La commissaire présente «Blackity», une exposition qui dresse un riche parcours de l’art contemporain noir au Canada.
Photo: Paul Litherland La commissaire présente «Blackity», une exposition qui dresse un riche parcours de l’art contemporain noir au Canada.

Voilà un événement rare. Est-ce la première fois qu’une expo se penche aussi exhaustivement sur ce sujet ?

Plusieurs expositions en ont parlé, dont Black Wimmin : When and Where We Enter (1989), The Creation… of the African-Canadian Odyssey (1992), Tribute : The Art of African Canadians (2005) et bien sûr Here We Are Here : Black Canadian Contemporary Art (2018).

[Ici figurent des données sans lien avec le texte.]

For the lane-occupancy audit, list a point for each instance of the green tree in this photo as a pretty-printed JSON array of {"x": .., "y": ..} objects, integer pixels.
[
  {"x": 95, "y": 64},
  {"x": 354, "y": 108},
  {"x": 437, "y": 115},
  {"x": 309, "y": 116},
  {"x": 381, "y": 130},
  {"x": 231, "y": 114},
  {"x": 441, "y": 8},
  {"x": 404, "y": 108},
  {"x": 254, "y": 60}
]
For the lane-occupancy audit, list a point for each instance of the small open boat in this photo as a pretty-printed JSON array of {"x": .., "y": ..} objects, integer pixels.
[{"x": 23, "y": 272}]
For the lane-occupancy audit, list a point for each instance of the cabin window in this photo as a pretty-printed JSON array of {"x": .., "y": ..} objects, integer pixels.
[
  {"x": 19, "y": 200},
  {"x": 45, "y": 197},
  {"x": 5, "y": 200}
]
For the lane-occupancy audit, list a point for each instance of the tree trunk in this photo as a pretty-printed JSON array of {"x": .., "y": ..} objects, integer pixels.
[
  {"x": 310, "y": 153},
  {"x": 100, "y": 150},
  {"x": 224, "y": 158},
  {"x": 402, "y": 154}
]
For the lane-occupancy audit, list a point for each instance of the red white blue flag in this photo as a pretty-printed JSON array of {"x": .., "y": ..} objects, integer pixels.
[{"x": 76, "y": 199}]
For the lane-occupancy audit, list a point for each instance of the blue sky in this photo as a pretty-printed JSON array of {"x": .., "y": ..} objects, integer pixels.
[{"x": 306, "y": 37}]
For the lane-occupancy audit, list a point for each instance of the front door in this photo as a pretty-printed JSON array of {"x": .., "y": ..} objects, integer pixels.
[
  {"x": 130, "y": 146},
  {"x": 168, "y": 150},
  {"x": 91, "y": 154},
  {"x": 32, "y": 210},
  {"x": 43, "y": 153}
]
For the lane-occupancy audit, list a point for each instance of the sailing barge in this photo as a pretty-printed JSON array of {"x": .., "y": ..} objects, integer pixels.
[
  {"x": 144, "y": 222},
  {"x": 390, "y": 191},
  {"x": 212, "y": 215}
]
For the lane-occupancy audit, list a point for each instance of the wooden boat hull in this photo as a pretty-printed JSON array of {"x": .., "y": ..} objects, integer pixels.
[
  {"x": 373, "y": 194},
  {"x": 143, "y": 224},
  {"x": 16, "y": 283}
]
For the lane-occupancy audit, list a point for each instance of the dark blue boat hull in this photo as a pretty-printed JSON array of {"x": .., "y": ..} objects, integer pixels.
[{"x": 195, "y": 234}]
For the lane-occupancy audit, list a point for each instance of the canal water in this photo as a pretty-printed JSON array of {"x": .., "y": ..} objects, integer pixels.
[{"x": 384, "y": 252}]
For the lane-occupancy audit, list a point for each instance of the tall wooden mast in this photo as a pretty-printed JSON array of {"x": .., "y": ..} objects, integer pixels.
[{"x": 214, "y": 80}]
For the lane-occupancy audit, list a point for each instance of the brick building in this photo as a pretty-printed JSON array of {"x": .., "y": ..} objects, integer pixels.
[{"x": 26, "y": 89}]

Blackity est un espace dans lequel ces moments historiques peuvent exister ensemble pour révéler qu’il y a depuis longtemps des gens qui mettent en valeur la riche histoire culturelle des artistes noirs d’ici.

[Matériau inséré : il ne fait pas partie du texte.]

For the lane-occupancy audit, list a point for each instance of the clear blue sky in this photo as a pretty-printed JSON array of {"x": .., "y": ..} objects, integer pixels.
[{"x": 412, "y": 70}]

Pourquoi nos musées ne se sont-ils pas plus intéressés à cette histoire ?

C’est une grande question ! Les dirigeants des musées sont les seuls à pouvoir y répondre. De mon point de vue, il y a plusieurs facteurs à prendre en compte : le manque d’éducation par rapport à l’histoire des Noirs au Canada, la compréhension des formes que peut prendre le racisme anti-Noir dans les contextes institutionnels tels que les musées… Il y a aussi le manque de prise de responsabilité à l’échelle institutionnelle — c’est-à-dire un effort pour revoir et changer de façon permanente la composition des conseils d’administration et de direction, les politiques d’acquisitions et d’expositions, ainsi que les comportements des employé.es des musées envers les communautés PANDC [personnes autochtones, noires et de couleur]. Historiquement, les changements sont venus au compte-gouttes et sont encore trop souvent superficiels. Je ne peux qu’espérer que la récente vague d’efforts sera plus durable.

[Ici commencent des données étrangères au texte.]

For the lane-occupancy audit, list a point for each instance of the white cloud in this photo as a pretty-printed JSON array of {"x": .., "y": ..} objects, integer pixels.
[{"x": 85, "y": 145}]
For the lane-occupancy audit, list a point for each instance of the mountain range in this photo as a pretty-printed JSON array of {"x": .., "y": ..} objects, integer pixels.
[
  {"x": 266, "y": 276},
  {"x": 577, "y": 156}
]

Quels sont les défis rencontrés quand on veut rendre visible un art souvent poussé vers la marge ?

Un des plus grands défis auquel je fais face, c’est de trouver de la documentation. Mis à part l’esclavage au Canada, où elle abonde, plus on remonte dans le temps, moins de traces sont visibles. Ce n’est que récemment que nos institutions ont commencé à essayer de rattraper le travail de conservation des histoires des Noirs au pays.